The problem many point to is the "safe harbor" law passed in 1987, which exempted organizations such as GPOs from criminal penalties for taking kickbacks from suppliers. The result is that organizations such as PBMs and GPOs can demand payments from drug companies in return for placing their product in a certain recommendation tier.
If patients ever wondered why the blood-pressure medicine they were on one year suddenly dropped out of favor or became more expensive, Means said it could be that the PBM tried to demand a kickback from the pharmaceutical company.
The issue can go even further when GPOs encourage manufacturers to pay premium fees to become sole suppliers. This sort of "pay-to-play" practice narrows the medical-supply chain as well. A 2012 congressional report from the Committee on Oversight and Government Reform cited GPOs as a contributing factor to medical-supply shortages.
Because of intense manufacturer competition to win GPO contracts, prices are driven down - the intended goal of GPOs, the report reads. As a consequence, however, companies that cannot produce enough of a drug "will stop producing a drug or neglect to enter the market." Largely because of GPO contracting, individual generic injectable drugs were being produced by at most three companies, according to the report.
"In such a tight oligopoly, the temporary closure of a significant number of the production lines in one or two manufacturers' facilities makes shortages much more likely," the report reads.
This was illustrated last year when hurricanes Harvey and Maria struck Houston and Puerto Rico. The disruption of a few medical manufacturers based in those areas led to nationwide product shortages. Problems obtaining products that were already on the Food and Drug Administration's shortage list, such as saline bags, were exacerbated.
"The problem with GPOs is you have centralized control.

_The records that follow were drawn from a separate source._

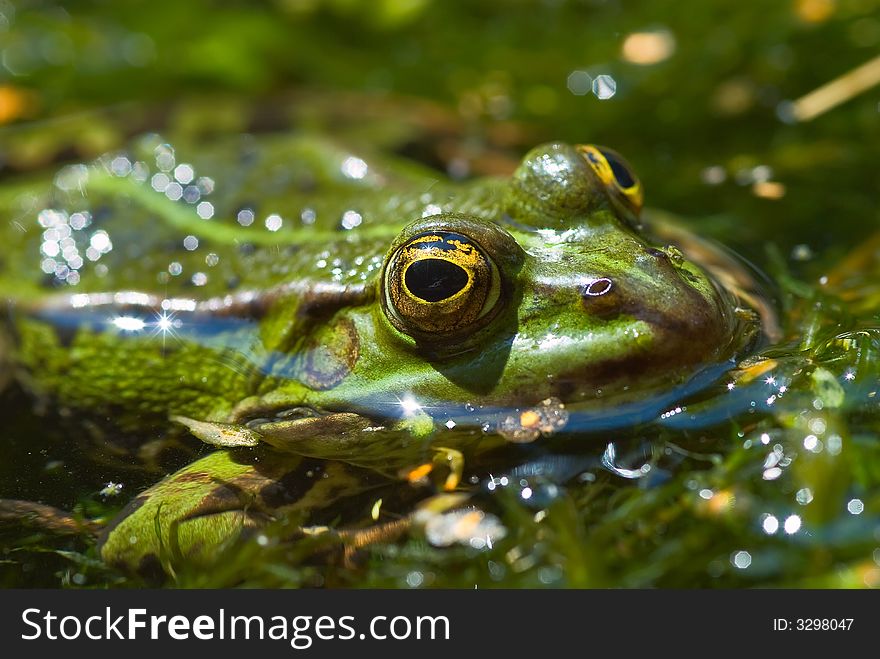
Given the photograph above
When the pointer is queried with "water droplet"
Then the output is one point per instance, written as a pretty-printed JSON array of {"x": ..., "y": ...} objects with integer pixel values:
[{"x": 604, "y": 87}]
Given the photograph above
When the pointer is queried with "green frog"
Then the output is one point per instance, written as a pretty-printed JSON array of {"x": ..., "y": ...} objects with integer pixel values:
[{"x": 335, "y": 320}]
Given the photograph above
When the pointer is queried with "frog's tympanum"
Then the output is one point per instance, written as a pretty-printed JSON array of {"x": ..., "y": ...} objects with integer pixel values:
[{"x": 334, "y": 322}]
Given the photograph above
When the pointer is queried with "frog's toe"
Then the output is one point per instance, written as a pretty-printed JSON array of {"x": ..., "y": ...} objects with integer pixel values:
[
  {"x": 325, "y": 436},
  {"x": 225, "y": 435}
]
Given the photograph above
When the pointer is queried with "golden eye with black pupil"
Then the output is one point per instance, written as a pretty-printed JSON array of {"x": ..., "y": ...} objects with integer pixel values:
[
  {"x": 440, "y": 283},
  {"x": 623, "y": 186}
]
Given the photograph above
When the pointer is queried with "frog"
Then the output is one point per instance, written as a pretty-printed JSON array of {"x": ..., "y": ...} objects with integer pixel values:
[{"x": 326, "y": 322}]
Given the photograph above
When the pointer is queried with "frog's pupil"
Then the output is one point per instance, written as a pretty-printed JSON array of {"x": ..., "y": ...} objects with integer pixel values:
[
  {"x": 620, "y": 171},
  {"x": 435, "y": 279}
]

There've been congressional reports that have pointed out that the reason we have this problem is due to essentially centralized control, not in the hands of government but in the hands of a few organizations," Means said.

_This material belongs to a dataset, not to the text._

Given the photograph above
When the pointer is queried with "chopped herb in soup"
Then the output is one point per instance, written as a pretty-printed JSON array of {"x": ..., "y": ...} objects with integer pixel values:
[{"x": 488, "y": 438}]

Means also said trusts are starting to form within the industry. He pointed to CVS Pharmacy's recent acquisition of Aetna, an insurance company. Upon completion of the merger, CVS will own pharmacies, its own PBM known as Caremark and the insurance company.
At the summit in Washington, Means was joined by representatives of organizations such as Physicians Against Drug Shortages, the Association of American Physicians and Surgeons, Practicing Physicians of America and a coalition of black pastors, who said the black community had been disproportionally affected by these issues.
Means said the solution is simple: Congress should eliminate the federal safe harbor law. Some bills have already been introduced, but they've gotten no activity or gone to a committee vote. Means said it's time for voters to start questioning their representatives about the reason why such measures have stalled. Both parties have had a chance to fix the issue, but so far, neither one has.
He compared the current business practice of GPOs and PBMs to the payola scandal that erupted in the music industry in the 1950s, after which it became illegal for record companies to pay for their songs to be played over the radio.
That was music, he said. No one dies if they don't hear their favorite rock 'n' roll song. So why in the world of health care, where the stakes are much higher, is a similar "pay-to-play" scheme still tolerated, he wondered aloud.